I'm the best pilot  (私は最高の操縦士だ)
好みでこの道気ままに自由に
continue my life   (私の人生を続ける)
今、掴んだ手離さないで

 ここの歌詞は自分の人生をポジティブに捉え、これからの未来にワクワクしているとも読めるが、見方を変えると先が見えない不安から自分に言い聞かせている言葉とも読める。それは聴く時の気持ちや状態によって変わるだろうが、人生の転機にはこういった期待と不安は付き物だ。

曲の構成
 この曲は「イントロ→Aメロ→Bメロ→サビ→間奏→Aメロ'→Bメロ→サビ→サビ(転調)」
という構成である。特徴としては曲全体を通して鳴っている和音、いわゆるコード進行はずっと同じである。これは前編で解説した「SAUNA」と同じであるが、曲の長さはこちらの方が長い。また、細かく言うとサビの中でも前半と後半に分けることができるため、メロディーの構成はSAUNAよりも複雑である。
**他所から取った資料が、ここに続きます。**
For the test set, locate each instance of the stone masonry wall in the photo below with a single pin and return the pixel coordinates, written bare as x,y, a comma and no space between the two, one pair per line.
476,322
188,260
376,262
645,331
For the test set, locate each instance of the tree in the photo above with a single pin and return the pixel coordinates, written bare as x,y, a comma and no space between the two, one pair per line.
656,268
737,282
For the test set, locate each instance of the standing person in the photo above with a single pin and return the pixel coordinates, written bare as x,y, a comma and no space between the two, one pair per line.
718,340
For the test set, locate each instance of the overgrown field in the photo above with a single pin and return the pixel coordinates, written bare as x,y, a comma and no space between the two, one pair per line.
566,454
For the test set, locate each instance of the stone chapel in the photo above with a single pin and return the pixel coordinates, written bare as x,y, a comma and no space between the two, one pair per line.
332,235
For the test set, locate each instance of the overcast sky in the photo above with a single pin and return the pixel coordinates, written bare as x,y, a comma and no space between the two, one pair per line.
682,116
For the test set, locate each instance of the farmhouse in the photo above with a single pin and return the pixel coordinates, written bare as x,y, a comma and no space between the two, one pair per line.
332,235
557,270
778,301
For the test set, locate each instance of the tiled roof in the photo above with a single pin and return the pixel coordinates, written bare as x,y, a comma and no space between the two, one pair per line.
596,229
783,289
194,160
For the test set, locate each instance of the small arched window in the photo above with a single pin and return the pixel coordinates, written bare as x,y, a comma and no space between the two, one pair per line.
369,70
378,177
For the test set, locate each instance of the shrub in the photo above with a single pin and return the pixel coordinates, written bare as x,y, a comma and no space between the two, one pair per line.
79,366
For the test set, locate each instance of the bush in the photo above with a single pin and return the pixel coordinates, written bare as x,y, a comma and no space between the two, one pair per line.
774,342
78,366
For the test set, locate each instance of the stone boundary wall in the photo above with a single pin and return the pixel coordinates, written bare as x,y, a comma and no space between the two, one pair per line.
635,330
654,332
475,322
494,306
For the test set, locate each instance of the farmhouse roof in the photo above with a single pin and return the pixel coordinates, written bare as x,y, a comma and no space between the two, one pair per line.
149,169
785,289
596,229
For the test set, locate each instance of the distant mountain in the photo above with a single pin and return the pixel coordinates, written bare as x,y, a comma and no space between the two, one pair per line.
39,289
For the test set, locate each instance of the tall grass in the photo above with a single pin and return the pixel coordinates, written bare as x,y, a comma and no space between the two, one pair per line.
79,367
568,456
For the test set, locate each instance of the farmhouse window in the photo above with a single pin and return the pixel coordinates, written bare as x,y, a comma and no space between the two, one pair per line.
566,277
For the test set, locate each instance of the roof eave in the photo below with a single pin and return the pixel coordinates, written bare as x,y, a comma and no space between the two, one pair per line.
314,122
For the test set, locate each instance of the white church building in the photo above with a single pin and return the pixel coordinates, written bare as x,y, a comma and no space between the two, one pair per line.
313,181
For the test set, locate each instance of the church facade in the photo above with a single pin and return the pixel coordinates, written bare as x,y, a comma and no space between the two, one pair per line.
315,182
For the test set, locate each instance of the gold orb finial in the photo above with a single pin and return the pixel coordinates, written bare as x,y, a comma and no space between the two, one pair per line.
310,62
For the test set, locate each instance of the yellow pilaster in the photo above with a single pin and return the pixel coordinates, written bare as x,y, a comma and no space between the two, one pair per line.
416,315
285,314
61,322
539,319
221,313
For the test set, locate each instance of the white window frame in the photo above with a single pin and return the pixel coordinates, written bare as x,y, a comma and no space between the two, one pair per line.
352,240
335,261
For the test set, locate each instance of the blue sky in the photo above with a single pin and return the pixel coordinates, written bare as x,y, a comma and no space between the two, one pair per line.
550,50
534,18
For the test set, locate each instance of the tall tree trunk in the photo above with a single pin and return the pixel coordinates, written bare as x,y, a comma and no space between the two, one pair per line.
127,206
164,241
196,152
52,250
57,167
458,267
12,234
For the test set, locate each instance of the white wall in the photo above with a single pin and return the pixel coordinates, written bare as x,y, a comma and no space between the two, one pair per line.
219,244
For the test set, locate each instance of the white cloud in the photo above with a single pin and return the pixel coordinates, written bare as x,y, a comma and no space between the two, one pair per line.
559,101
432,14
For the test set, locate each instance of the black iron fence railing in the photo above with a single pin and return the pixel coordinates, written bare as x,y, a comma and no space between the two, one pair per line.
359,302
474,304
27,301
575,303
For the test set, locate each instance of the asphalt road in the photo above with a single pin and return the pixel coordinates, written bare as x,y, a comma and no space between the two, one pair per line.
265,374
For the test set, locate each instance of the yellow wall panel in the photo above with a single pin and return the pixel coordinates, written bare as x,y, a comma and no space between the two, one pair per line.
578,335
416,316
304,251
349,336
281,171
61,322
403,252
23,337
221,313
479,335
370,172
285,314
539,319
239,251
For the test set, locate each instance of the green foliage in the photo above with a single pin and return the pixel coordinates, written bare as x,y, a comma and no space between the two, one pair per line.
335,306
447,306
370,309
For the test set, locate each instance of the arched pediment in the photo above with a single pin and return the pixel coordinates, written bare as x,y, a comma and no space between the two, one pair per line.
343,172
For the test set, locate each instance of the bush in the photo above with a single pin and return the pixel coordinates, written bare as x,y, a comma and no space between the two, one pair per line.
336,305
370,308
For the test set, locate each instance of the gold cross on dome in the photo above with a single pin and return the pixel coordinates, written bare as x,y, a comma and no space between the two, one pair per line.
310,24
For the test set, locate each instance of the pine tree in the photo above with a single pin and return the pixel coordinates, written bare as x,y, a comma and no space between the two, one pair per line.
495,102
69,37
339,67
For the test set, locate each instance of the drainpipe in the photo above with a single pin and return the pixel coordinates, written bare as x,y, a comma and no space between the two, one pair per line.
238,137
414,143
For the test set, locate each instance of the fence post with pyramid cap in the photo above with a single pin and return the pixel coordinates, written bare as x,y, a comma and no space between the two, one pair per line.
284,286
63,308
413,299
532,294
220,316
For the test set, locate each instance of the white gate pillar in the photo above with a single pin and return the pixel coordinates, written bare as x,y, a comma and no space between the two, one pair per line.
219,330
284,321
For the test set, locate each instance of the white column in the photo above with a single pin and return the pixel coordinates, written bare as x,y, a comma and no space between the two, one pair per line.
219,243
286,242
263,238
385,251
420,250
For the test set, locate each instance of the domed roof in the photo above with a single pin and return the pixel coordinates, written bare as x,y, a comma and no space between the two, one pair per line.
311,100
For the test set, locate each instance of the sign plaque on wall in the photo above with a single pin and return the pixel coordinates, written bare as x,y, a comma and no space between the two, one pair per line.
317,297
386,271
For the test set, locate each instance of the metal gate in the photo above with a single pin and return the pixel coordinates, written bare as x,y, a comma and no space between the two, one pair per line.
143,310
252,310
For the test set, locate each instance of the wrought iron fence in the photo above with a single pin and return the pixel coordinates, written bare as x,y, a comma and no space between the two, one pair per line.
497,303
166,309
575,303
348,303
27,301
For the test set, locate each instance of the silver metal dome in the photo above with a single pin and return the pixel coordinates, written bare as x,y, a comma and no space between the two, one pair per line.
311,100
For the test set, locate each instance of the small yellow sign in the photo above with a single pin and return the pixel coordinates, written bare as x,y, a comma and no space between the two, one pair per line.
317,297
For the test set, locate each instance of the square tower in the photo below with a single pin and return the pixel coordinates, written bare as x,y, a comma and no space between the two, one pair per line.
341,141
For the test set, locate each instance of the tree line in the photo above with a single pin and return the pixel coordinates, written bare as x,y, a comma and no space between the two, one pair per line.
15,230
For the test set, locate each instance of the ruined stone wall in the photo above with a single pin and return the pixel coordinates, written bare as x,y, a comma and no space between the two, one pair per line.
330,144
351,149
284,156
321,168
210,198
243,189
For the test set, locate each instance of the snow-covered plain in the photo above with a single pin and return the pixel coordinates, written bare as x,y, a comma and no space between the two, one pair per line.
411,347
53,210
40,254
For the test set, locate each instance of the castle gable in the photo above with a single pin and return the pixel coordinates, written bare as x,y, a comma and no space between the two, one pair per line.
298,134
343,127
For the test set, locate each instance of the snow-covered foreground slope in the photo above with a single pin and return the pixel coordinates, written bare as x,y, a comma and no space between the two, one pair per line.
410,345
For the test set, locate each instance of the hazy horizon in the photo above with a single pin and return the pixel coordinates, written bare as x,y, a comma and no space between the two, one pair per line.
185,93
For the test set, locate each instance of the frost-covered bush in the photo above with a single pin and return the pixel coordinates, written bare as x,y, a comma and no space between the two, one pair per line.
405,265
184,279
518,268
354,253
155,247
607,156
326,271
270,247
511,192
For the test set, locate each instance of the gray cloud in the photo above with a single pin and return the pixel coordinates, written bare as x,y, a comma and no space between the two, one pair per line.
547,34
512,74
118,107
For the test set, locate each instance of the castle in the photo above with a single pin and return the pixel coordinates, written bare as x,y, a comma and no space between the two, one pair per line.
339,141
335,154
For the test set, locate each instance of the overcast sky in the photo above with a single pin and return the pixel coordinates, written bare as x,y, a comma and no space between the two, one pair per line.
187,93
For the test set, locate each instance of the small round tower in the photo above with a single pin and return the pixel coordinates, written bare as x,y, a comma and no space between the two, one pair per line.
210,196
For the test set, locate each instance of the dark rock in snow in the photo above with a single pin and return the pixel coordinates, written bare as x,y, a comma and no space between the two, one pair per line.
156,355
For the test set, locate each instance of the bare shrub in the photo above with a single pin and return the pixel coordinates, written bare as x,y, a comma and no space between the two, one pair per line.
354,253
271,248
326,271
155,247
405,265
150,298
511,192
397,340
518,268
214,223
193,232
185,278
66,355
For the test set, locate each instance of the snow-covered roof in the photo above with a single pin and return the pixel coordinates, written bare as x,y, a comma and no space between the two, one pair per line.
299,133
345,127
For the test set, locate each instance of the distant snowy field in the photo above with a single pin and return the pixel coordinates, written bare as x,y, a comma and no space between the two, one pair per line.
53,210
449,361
5曲の中で一番メロディックなサビなのでその点に注目して聴いてほしい。

5.Boundary
テーマ
 この曲のテーマは「境界線」である。世の中が変わっても変わらないものはあるのだろうか。今までの自分の生き方を振り返った時にその足跡に自信をもてるのか。その足跡を背負ってこれからも生きていくことができるのか。葛藤する人間が抱える苦悩、そして希望を表現している。この曲は私の書いた小説「境界線」の物語の内容を楽曲として作品にしたものである。小説を読む前と読んだ後でこの曲はまた違って聴こえるだろう。どちらも楽しんでいただけると幸いである。(下に小説のリンクも貼っておきます)

歌詞について
 この曲の歌詞は小説「境界線」の内容と重なる部分が多い。サビの部分は自分のこれからの人生と向き合う前に昔のキラキラしていた頃に浸っていたいという弱さが表現されている。

今夜だけ逃避行 
Everyone lives under the sky, facing reality.
(みんな空の下現実と向き合って生きてる)
When did this happen?(いつからそうなった?)
惹かれる煌めきを 僕に見せて
Just for today, it's okay to lie.I keep turning
The world keeps turning
(今日だけは嘘でもいい、私は回り続ける、世界は回り続ける)

 自分の頭の中でぐるぐると回っている言葉を吐き出したような歌詞になっているので、どこか黒いような印象を覚える。

曲の構成について
 この曲は「イントロ→Aメロ→サビ→間奏→Cメロ(転調)→Cメロ→間奏→サビ→サビ→間奏→アウトロ」という構成である。今回のEP収録曲の中でも一際異彩を放っているこの曲はクラシック音楽の構成を参考に作っている。なので、曲を構成する楽器もピアノやストリングスが主に使われており他の曲との差別化を図っている。Cメロで転調して一気に明るい印象になり、また最初の調に戻ってくる構成や全体的にダークな曲調であるこの曲の一番最後の和音を光が差したような明るい和音にしている終わり方は教会音楽を思わせる。

EP全体について
 最後にEP全体について解説していこうと思う。このアルバムの収録曲5曲私の日々の生活から着想を得たものが多い。楽曲の中でどことなく滲み出ている生活感を面白く感じたため、EPの名前が「Nichijou」になった。   
 モデルルームのような作られた部屋ではなく既に誰かが住んでいて、人の生活が見えてくるような、日常をのぞいているような「おかしみ」が散りばめられたアルバムに仕上がっているので音楽をより近くに感じることができるのではないだろうか。日々の生活を想像しながら聴いていただけると幸いである。

おわりに
 何年後かに「Nichijou」をテーマに曲を作った時にはまた違った生活感が滲み出るのだろうか。いや、そうでありたい。